According to CNPRC Director John Morrison, senior author of the study, while animals like rodents are powerful models to understand the biological pathways associated with Alzheimer’s, rhesus monkeys are much closer to humans in terms of their genetics, physiology, anatomy and biochemistry. Humans and rhesus monkeys have two forms of tau proteins — each with subtle biochemical differences — whereas adult rodents only have one form.
In addition, brain regions critical for cognition and vulnerable to Alzheimer’s are far more complex in rhesus monkeys than in rodents.
“High-level cognition involves lots of cortical regions that work in concert with each other and have very complicated connections between them,” Morrison said. “It’s that set of regions and their connections that are not very well-developed in the mouse and are highly-developed in the rhesus macaque and of course, the human.”
After the injections, the team observed misfolding of both human and monkey tau proteins into tangles within three months. The tangles then spread through into the hippocampus and neocortex as it does in the human brain. Accompanying the spread of tau pathology was inflammation in the rhesus monkeys’ brains, which also happens in human brains. While third-party researchers believe it is too early to say whether tau pathology in this model mirrors human Alzheimer’s, the research team says that so far, the data suggests the injection did produce some characteristics similar to human Alzheimer’s: Based on the findings, Beckman said, the model could potentially be used to represent mid-stage Alzheimer’s.
Do Monkeys Get Alzheimer’s?
Amy Arnsten, professor of neuroscience and psychology at Yale University, who was not involved in the study, said rhesus monkeys are good models for studying late-onset Alzheimer’s, the most common form of the disease.
There are a couple drawbacks: For example, while to date it has not been clear whether rhesus monkeys naturally develop tau tangles as seen in human brains, Arnsten’s research has shown that rhesus monkeys of extreme old age do in fact exhibit tau pathology in their brains, but she said very few of them reach such advanced age. That limits its practical value for testing potential therapies.
Plus, tau and amyloid pathologies in the nonhuman primates are nowhere near as widespread as humans, and cognitive impairment observed in aged rhesus monkeys is not as severe as dementia.
However, Arnsten said speeding up the development of tau pathology may help solve for some of these differences.
“What [the study results] show so far I think is very encouraging in terms of how the tau pathology is spreading,” Arnsten said. “It is an aspect of the pathology that researchers are very interested in because the idea is if you could keep tau from spreading, you could very much limit how far it goes and how much [of it] there is. So, one could already see ways [the model] could be useful.”
Next Steps For Studying the Rhesus Monkey Model
According to Arnsten, the injected human mutations of tau may eventually lead to brain changes that differ from late-onset Alzheimer’s. So, she said more work is needed to validate the model.
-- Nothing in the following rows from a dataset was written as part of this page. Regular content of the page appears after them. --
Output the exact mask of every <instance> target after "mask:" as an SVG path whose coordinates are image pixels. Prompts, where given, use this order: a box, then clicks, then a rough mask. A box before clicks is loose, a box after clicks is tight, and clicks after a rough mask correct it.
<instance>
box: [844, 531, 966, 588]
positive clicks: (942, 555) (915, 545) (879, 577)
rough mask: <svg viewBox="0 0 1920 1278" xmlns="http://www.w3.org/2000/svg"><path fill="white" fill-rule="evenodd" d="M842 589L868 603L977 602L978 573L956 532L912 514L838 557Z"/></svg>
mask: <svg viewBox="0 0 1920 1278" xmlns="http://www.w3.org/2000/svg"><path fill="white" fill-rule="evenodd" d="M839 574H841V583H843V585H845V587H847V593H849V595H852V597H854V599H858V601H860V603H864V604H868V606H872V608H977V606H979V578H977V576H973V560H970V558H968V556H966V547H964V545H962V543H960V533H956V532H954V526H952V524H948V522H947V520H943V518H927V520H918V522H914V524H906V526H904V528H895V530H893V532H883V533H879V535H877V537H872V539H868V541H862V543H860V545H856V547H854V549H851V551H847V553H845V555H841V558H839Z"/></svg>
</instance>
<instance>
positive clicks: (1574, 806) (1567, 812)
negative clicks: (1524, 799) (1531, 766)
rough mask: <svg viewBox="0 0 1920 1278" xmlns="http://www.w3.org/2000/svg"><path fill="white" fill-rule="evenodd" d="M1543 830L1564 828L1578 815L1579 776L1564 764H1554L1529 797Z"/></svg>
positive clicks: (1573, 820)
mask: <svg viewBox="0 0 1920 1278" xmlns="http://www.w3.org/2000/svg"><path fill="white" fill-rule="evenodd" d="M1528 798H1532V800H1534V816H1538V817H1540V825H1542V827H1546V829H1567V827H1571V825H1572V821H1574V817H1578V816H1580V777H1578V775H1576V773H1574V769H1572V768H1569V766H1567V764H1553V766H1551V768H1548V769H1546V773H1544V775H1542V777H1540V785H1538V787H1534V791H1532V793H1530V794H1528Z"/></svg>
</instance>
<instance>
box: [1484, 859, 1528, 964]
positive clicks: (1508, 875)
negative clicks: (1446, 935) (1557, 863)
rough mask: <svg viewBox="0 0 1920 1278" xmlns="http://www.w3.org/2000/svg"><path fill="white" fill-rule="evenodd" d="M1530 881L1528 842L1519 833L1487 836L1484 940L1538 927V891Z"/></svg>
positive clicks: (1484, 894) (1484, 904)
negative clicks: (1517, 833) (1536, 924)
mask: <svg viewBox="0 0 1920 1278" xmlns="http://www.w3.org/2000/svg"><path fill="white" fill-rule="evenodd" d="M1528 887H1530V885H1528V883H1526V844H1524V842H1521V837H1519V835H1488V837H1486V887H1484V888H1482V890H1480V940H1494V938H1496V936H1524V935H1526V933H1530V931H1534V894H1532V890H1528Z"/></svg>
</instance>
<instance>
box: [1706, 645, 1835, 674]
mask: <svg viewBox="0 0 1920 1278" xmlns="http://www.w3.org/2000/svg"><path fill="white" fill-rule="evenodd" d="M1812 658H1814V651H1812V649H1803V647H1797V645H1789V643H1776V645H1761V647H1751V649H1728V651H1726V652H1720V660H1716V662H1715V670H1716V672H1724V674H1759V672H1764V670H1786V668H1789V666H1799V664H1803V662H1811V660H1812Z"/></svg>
Another key question about the model remains: After the injections of human genetic mutations, will rhesus monkeys eventually develop cognitive deficits that look like those that come along with human dementia?
The researchers are now planning to study changes in memory and cognition of the model and test tau-based therapies. Meanwhile, they are collecting data from a larger number of monkeys and conducting additional tests.